彼と彼女の取り違えられた人生と結婚
「大丈夫ですか? 」
想いより先に、優は女性に駆け寄っていた。
駆け寄て来た優にびっくりした女性は、直ぐに逃げ去ろうとしたが足が痛くて動けなかった。
「ちょっと見せて下さい」
足の裏が痛そうな女性。
見てみると、足の裏にくぎのようなものが刺さっていた。
「これは酷い、病院に行きましょう」
「いいえ、結構です。抜いてしまえば、直ぐに治りますので」
「だめです! 無暗に抜いたら、出血が酷くなります。私が連れて行きますので」
ひょいと、女性を抱きかかえ優はそのままタクシー乗り場へ向かった。
タクシーで金奈総合病院へ運ばれた女性は、足の裏にくぎが刺さっていてわりと深くまで入りおんでいたようだ。
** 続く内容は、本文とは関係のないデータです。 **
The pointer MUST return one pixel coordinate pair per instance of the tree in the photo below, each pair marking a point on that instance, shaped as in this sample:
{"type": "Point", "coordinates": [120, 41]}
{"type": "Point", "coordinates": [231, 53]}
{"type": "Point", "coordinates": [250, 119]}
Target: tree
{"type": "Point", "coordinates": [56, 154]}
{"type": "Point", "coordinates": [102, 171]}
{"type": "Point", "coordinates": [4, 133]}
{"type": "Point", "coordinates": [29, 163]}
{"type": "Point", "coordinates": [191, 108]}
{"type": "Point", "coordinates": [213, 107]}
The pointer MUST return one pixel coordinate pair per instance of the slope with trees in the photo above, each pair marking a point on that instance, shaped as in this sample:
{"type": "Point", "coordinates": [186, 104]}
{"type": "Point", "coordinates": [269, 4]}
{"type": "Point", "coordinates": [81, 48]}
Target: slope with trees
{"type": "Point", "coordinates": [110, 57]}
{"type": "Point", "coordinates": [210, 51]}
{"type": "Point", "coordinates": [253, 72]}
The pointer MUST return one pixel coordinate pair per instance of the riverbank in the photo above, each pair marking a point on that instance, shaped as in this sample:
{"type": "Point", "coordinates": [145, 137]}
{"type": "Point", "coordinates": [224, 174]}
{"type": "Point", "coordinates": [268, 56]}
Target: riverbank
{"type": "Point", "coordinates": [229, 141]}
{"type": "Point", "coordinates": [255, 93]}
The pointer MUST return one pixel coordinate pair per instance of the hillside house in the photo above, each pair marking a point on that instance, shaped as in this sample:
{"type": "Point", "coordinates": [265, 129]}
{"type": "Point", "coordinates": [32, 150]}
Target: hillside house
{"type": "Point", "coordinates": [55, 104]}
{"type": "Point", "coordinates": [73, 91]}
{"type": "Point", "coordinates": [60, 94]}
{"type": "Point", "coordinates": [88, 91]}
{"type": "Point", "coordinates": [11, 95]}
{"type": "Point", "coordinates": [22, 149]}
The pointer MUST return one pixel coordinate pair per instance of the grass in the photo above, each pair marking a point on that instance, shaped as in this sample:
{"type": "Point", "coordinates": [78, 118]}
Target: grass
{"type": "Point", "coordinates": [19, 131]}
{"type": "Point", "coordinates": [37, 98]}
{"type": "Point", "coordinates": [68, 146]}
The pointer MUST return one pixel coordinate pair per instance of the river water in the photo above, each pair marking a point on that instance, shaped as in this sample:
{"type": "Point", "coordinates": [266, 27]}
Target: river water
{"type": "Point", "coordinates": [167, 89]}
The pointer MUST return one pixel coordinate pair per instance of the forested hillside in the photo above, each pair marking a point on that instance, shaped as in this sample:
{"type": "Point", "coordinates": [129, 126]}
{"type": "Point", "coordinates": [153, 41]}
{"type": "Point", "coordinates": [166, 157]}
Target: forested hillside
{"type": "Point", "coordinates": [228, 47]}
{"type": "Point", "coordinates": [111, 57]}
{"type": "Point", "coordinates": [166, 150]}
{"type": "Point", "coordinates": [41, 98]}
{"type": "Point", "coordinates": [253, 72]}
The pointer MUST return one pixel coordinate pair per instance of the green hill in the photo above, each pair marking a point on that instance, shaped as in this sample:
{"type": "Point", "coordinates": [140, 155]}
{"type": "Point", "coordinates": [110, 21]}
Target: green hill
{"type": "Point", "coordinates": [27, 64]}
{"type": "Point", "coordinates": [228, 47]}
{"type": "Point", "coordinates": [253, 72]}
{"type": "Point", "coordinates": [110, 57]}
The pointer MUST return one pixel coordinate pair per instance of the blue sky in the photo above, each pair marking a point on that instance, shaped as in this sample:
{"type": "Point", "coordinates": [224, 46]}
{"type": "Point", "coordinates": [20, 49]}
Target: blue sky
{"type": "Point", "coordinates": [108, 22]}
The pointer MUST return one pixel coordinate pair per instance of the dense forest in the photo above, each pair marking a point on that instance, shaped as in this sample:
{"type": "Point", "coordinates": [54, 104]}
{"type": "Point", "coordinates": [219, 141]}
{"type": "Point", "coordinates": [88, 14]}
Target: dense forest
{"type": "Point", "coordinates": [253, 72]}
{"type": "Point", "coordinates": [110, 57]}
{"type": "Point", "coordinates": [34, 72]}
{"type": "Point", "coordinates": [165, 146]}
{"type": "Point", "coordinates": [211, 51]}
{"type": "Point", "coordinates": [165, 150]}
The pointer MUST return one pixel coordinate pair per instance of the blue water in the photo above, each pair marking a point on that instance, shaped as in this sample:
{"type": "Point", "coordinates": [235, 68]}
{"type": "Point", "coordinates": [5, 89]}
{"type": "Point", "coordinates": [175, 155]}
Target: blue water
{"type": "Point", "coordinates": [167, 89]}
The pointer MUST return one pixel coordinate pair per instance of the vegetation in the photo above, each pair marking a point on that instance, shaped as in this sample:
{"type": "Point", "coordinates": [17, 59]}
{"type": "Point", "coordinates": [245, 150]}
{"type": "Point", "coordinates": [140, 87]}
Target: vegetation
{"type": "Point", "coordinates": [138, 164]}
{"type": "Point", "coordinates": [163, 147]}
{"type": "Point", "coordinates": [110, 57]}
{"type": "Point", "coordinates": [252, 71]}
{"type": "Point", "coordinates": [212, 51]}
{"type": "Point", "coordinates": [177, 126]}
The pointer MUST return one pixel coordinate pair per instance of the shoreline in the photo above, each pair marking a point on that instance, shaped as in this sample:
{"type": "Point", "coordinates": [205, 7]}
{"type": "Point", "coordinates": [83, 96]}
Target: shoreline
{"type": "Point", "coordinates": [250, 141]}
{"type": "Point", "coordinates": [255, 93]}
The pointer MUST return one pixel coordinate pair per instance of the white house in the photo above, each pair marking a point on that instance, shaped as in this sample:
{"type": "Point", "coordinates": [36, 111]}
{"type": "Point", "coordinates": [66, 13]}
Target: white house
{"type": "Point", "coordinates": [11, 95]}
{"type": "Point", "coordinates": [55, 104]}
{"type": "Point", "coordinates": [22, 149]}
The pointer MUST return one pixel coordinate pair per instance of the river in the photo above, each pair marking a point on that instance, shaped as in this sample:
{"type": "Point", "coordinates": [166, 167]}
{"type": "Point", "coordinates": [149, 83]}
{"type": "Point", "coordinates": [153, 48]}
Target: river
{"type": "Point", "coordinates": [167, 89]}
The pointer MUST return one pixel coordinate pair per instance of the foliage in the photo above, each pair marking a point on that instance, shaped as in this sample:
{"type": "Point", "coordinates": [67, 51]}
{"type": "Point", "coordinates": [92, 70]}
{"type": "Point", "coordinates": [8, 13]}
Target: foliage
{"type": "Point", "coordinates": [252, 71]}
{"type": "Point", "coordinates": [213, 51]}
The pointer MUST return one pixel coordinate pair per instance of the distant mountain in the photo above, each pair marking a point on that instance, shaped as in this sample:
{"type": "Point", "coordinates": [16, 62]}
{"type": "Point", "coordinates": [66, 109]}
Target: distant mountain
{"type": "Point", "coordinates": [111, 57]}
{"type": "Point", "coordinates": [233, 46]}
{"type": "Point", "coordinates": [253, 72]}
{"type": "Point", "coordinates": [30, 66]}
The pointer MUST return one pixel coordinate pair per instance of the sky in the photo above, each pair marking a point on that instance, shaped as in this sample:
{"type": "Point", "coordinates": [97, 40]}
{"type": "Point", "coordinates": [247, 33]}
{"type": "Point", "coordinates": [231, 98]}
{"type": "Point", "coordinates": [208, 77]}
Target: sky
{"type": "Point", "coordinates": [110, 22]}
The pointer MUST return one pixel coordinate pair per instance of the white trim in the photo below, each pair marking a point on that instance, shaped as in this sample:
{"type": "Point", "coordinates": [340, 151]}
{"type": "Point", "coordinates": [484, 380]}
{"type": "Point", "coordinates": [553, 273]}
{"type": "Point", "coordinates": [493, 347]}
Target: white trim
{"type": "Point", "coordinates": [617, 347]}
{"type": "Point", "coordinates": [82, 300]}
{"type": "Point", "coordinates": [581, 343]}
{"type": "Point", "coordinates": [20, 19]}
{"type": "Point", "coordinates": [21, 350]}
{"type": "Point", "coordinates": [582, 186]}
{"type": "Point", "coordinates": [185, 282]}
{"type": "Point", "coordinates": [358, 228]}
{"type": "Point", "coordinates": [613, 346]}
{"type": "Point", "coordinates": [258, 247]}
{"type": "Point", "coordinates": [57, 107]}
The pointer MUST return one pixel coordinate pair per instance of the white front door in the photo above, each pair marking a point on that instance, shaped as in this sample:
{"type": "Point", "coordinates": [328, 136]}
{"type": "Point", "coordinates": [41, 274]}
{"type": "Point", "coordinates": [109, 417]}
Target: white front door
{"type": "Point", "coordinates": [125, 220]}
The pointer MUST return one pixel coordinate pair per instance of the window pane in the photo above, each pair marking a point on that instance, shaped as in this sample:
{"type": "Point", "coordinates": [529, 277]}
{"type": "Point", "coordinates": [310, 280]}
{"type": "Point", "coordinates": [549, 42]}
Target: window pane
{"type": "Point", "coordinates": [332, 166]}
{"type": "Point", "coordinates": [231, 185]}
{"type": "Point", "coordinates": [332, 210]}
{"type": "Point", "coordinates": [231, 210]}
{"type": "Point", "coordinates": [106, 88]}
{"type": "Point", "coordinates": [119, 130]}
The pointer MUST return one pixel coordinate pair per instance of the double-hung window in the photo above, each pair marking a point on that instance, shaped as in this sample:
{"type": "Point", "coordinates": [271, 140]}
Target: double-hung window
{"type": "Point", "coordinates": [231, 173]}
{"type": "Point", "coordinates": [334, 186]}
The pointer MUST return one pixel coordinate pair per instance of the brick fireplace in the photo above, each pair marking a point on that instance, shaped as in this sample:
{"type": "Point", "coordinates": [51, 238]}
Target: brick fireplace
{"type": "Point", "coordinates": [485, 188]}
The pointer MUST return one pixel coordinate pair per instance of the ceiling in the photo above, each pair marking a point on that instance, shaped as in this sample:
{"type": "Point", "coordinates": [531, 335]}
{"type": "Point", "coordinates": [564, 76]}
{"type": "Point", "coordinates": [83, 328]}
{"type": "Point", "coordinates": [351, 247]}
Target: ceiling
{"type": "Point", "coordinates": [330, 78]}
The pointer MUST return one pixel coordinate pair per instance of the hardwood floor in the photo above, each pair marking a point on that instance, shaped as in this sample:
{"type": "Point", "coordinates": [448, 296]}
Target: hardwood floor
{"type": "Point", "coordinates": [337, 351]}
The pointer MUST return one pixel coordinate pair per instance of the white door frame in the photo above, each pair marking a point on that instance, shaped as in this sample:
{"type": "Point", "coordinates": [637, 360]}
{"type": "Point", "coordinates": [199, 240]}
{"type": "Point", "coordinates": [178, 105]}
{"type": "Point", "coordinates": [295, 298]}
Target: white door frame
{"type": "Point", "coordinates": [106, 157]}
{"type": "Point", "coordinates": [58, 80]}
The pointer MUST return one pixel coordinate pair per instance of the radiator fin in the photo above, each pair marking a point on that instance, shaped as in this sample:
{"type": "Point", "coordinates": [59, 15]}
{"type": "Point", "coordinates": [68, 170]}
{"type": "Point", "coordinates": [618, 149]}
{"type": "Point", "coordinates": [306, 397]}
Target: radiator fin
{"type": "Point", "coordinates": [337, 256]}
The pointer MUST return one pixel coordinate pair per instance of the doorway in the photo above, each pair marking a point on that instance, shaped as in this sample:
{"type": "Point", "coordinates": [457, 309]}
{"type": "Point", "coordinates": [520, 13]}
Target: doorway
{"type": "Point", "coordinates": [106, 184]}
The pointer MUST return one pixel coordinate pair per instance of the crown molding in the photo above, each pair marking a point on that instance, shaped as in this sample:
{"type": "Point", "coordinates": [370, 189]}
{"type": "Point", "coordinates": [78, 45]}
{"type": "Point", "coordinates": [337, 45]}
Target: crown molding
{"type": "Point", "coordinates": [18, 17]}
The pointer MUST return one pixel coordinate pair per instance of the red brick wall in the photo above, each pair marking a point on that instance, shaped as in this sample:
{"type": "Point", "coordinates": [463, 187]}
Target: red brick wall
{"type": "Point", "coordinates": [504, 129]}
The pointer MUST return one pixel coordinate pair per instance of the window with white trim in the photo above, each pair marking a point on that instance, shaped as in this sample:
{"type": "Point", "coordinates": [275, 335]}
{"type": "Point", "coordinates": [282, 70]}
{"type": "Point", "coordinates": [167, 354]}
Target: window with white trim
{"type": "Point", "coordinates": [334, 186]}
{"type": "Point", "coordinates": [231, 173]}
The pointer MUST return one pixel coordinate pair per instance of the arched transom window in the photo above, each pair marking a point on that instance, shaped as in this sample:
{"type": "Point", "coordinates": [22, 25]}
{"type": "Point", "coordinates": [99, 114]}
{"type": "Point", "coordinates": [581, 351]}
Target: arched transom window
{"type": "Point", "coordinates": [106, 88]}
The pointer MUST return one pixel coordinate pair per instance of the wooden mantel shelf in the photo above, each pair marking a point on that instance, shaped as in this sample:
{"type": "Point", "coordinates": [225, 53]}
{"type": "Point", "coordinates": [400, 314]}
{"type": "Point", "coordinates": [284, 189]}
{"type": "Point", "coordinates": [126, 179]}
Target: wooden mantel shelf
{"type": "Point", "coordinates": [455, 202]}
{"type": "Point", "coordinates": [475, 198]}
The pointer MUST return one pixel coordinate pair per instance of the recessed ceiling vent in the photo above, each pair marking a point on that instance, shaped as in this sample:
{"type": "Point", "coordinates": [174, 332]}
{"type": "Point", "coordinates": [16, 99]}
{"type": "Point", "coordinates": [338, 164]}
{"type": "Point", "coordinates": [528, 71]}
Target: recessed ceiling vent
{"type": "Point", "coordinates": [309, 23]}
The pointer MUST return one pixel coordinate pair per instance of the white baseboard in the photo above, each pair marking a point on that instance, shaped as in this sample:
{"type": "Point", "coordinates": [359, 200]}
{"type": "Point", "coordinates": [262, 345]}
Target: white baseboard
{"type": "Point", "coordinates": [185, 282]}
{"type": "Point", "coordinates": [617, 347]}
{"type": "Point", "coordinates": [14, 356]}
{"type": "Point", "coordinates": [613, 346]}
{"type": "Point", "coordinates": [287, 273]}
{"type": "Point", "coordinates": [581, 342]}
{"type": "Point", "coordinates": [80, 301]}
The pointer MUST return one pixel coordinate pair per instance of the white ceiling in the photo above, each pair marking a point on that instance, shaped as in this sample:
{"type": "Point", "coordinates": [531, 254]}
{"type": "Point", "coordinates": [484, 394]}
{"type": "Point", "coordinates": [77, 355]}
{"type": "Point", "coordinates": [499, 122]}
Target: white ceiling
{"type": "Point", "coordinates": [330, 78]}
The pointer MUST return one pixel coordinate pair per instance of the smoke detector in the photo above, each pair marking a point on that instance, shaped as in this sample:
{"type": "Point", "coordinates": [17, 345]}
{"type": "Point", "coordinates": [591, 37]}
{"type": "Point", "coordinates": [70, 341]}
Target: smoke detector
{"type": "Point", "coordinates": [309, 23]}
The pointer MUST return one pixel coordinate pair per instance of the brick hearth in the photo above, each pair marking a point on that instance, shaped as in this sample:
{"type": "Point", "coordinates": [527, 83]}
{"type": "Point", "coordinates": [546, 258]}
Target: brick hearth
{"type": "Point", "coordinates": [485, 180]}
釘を抜くのも慎重で、治療に時間がかかったが無事に手当ても終わり傷口も1週間ほど安静にしていれば治って行くと言われた。
ひとまず安心した優は、女性の治療費をすべて支払った。
「ご自宅はどちらでしょうか? 送って行きますので」
「いえ、一人で帰りますのでどうぞご心配なく」
一人で帰ると言う女性だが、釘が刺さっていた右足は包帯がまかれていて一人で歩けるような状態ではなかった。
「一人でなんて無理ですよ。送ってゆきますので」
「いいえ、私は大丈夫ですから。…早く、家族の下へ帰ってあげて下さい。待っているご家族が、いらっしゃるのではありませんか? 」
そう言われて優はハッとなった。
時刻は17時30分を過ぎていた。
大紀を迎えに行く時間が、いつもより遅くなっている事に気づいた。
そんな優の表情を見た女性は、そっと微笑んだ。
「早く行ってあげて下さい。助けて頂き、有難うございます。後程、お礼に伺います」
「それではお名前を教えて下さい。私は、上野坂優と申します」
言いながら優は名刺を渡した。
「私はジュリーヌと申します。お名刺、有難うございます」
上品な受け答えに優は見惚れてしまった。
どこかのお嬢様だろか?
でも、何だろう…とても不思議な感じがする…。
そう思う中。
その日はそのまま女性ことジュリーヌと別れた優。
それから1週間ほど経過した日。
優は再びジュリーヌと再会した。
初めて会った時とはまた違うイメージのジュリーヌ。
白いワンピースに、首元にはお揃いの色のマフラーを巻いていた。
でも素足で靴を履いていなかった。
初めて会った同じ駅前で再びジュリーヌに出会った優。
その時は、大樹を迎えに行った後で一緒に連れていた。